As for the Kinsley plant, Chenault said it supplies steel to such names as Gilbane and Skanska, as well as Richmond-based firms such as Hourigan and Whiting-Turner. Its steel was used in Gilbane’s recent addition at Westminster Canterbury, Hourigan’s Apex Plaza building in Charlottesville, and UVA’s Alderman Library.
Raw material for the plant is purchased from steel mills of such companies as Nucor and Gerdau, the latter with a facility in Petersburg. An etching machine measures and marks the metal as it is rolled into the warehouse, where a drill machine drills holes and a torch machine makes cuts according to drawings put into a computer.
“Years ago, we would have to take a tape measure, put a line on here, take a torch and cut this by hand,” Chenault said. “This machine reads and understands the drawings and automatically brings the torch out, cuts this off and cuts this off, and we’re done.
“The guys down the assembly line, all they’ve got to do is clean this up a little bit, but 15 years ago, we were manually doing all this,” he said. “Something that takes seconds used to take us five to 10 minutes.”
One of the guys down the assembly line is welder Sherman Sharpe, who’s been working at the plant since it opened. Sharpe said his job is to make sure the beams are welded safely and successfully, so that nothing unexpected occurs out in the field.
“Any fillet welds, we weld it out after they fit it according to specs, welding size,” Sharpe said. “That’s very important, to maintain welding size and make sure that the integrity of the weld from toe to toe is intact, so that you don’t have any mishaps or weld failure.”
Chenault said the automation that precedes the hands-on work helps ensure such attention to detail.
“What we’re trying to do as we head north (through the plant) is to take care of all this steel from the automation, so when it gets down to the fabricators, they’re not spending as much time on labor-intense stuff. We try to let the machines take care as much as we can before it gets to the fabricators,” he said.
After several rounds of welding amid some spark showers and other fire-on-metal light shows, the different beams and other parts are prepped and loaded onto big rig beds en route to their respective destinations. Some beams are painted in a smaller building nearby, either for color preferences or fireproofing.
Chenault said the plant puts out 10,000 tons of steel a year and has capacity to do more, contributing to Kinsley’s $760 million in annual revenue. About 35 workers are at the plant on a given day, but Chenault said labor shortages stemming from the pandemic have made increasing staff, and in turn output, a challenge.

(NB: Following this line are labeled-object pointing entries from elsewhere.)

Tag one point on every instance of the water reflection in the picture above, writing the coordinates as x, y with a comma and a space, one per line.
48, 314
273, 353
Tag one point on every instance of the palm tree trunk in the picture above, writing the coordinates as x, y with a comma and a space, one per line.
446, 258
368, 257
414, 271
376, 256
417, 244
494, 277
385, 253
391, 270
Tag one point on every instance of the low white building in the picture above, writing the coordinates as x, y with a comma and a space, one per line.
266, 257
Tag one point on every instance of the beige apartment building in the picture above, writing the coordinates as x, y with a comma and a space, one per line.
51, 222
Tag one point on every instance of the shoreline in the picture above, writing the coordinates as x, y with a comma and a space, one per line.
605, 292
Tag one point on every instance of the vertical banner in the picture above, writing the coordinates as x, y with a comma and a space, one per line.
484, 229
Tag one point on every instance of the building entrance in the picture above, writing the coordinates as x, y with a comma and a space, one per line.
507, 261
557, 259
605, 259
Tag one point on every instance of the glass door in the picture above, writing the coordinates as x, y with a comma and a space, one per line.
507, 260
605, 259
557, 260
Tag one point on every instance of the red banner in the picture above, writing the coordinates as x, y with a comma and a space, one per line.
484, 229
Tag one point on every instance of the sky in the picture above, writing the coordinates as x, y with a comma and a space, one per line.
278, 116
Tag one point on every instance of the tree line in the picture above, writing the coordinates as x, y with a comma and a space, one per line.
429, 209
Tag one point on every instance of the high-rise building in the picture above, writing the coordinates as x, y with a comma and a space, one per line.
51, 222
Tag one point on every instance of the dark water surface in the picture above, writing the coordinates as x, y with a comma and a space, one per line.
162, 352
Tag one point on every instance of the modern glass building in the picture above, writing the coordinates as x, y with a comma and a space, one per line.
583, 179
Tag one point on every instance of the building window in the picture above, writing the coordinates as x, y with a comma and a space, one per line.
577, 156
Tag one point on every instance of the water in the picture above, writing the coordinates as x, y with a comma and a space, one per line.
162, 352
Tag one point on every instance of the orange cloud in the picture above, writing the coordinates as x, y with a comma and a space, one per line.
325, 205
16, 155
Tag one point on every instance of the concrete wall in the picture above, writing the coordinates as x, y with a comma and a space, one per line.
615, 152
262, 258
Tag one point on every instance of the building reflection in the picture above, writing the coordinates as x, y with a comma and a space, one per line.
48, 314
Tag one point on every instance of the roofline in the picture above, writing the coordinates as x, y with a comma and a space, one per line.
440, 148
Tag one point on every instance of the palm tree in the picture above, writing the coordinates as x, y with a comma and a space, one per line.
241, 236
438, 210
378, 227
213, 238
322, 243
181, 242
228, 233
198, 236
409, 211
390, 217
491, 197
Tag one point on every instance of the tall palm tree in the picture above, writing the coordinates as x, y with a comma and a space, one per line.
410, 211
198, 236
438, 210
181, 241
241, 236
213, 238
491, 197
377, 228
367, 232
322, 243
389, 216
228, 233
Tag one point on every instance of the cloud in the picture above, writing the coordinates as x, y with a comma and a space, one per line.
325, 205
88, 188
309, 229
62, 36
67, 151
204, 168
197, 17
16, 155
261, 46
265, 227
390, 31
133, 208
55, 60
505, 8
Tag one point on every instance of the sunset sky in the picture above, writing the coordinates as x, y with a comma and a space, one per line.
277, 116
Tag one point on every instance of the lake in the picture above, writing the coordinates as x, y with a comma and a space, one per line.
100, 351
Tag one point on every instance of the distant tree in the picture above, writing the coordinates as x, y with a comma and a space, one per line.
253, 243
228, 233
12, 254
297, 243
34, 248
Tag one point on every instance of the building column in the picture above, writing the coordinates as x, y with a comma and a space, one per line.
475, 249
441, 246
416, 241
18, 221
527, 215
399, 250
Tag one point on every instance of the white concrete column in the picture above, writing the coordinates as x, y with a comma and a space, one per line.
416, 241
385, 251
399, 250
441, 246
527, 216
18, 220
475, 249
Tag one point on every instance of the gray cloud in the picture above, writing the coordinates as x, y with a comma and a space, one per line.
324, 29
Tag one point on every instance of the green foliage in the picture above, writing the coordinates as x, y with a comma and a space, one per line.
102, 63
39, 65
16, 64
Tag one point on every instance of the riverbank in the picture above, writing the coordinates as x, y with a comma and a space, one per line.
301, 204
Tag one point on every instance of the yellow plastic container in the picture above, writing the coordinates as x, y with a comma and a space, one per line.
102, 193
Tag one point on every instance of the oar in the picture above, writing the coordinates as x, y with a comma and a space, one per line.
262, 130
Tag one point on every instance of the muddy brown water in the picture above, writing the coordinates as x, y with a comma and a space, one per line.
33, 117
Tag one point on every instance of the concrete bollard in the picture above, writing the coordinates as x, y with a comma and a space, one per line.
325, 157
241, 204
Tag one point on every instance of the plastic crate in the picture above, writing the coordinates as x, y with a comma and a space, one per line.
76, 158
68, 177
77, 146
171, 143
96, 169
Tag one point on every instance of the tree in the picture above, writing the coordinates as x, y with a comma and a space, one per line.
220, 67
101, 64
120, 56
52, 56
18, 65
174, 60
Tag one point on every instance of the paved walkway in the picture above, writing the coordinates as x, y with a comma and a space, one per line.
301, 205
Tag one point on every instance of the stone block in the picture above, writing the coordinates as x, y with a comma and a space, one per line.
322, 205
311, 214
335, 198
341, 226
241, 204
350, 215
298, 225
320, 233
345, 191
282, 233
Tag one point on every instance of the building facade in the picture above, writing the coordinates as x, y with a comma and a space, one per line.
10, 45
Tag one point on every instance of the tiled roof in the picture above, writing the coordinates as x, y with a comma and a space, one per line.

“We have more capacity, but we’ve been really struggling with the pandemic and everything else going on in the world trying to get the labor force back,” he said. “We’re dying to get people to come to work. We’ve been searching every avenue within the city and outside city limits to let people know we’re hiring, we’re willing to train, we have great benefits and we pay well.”
In the year and a half since COVID hit, Chenault said, “We never really slowed down. During the pandemic, we had projects from hospitals and schools that were essential, and we had to make sure that some of these big hospitals got built. During the middle of that, they still wanted these buildings built.

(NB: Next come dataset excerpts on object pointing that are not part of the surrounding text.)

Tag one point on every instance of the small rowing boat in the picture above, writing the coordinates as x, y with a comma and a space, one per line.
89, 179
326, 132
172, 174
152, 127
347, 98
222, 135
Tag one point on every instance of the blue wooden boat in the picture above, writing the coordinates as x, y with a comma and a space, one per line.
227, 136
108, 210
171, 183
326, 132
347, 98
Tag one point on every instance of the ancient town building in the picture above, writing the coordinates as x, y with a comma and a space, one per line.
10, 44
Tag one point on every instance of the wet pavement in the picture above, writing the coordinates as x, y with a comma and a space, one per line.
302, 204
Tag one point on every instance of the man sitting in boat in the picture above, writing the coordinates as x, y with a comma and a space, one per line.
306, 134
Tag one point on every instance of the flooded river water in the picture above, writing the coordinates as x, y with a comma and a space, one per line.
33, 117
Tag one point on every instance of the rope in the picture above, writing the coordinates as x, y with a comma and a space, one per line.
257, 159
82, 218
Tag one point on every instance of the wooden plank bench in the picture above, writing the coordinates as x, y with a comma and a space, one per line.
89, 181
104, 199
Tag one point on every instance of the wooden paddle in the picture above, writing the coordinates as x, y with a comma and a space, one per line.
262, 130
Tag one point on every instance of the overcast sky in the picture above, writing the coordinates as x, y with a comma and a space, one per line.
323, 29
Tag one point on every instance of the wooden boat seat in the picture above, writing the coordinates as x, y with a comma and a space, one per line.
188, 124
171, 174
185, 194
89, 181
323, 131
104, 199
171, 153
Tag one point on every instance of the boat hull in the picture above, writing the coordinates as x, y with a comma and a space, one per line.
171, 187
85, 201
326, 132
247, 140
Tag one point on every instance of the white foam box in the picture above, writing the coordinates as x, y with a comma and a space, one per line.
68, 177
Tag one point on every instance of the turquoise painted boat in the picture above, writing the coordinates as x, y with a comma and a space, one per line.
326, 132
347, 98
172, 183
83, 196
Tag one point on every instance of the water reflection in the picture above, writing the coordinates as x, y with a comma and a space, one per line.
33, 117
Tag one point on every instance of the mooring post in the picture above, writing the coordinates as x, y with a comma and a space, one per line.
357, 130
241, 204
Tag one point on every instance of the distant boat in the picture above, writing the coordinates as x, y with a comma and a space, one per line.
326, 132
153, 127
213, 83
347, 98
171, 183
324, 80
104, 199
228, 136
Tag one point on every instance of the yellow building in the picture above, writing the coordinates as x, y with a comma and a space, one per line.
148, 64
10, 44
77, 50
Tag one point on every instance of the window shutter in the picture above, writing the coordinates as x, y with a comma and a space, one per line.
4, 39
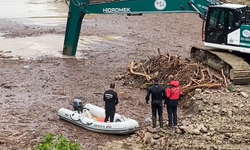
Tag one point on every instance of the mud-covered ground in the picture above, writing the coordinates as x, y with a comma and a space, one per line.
29, 106
31, 97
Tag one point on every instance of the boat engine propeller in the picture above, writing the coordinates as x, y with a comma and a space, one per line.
78, 105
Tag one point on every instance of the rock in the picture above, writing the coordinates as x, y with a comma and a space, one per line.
216, 109
230, 113
151, 130
245, 95
196, 131
223, 111
100, 147
202, 128
185, 129
147, 138
216, 102
178, 131
59, 92
198, 91
9, 85
198, 96
207, 138
231, 88
156, 136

“Our employees were dedicated to come in to work, and we put protocol and procedures in place,” he said. “And as you can see, it’s pretty open in there, so we were able to social-distance pretty good.”
The Kinsley plant marks a new chapter for the century-old building, which was constructed in 1918.
The complex initially served as a naval training school for diesel engine mechanics during World War II, and over the years it housed the Richmond Department of Public Works’ maintenance shop, Bristol Steel & Iron Works in the mid-1960s, and Williams Bridge Co., whose name previously adorned the roof where Kinsley’s signage is now.